Metalorganic chemical vapor deposition of α-Ga2O3 and α-(AlxGa1−x)2O3 thin films on m-plane sapphire substrates

Single α-phase (AlxGa1−x)2O3 thin films are grown on m-plane sapphire (α-Al2O3) substrates via metalorganic chemical vapor deposition. By systematically tuning the growth parameters including the precursor molar flow rates, chamber pressure, and growth temperature, the epitaxial growth of high-quality phase pure α-(AlxGa1−x)2O3 films (0 ≤ x ≤ 1) is demonstrated with smooth surface morphologies and alloy homogeneities by comprehensive material characterization.
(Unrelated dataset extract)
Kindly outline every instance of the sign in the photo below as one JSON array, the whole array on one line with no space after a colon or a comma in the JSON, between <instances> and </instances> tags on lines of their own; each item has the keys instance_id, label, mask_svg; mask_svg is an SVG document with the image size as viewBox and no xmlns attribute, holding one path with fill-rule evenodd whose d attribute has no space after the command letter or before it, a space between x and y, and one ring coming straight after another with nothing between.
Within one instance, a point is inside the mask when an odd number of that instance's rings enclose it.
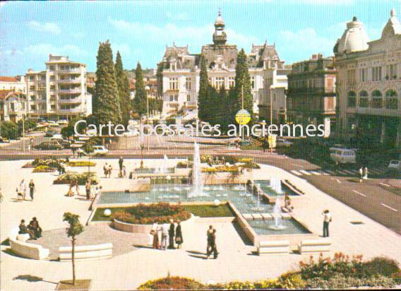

The asymmetrical reciprocal space mapping reveals fully relaxed films for α-(AlxGa1−x)2O3 films with x ≤ 0.5. The coherent growth of α-(AlxGa1−x)2O3/α-Al2O3 superlattice structures is demonstrated with abrupt interfaces and uniform Al distribution for higher Al compositions at x = 0.78 in the α-(AlxGa1−x)2O3 layer. The influence of growth parameters, such as growth temperature and chamber pressure, on the phase stabilization and Al incorporation in the α-(AlxGa1−x)2O3 films is investigated. While lower growth temperatures facilitate the phase stabilization of α-Ga2O3 thin films, lower chamber pressure leads to higher Al incorporation in α-(AlxGa1−x)2O3 films. High resolution x-ray photoelectron spectroscopy was utilized for determining the Al compositions and bandgaps of α-(AlxGa1−x)2O3. Furthermore, the evolution of the valance and conduction band offsets at α-Al2O3/α-(AlxGa1−x)2O3 heterojunctions is evaluated with the variation of Al compositions, which reveals the formation of type-I (straddling) band alignment between α-Al2O3 and α-(AlxGa1−x)2O3.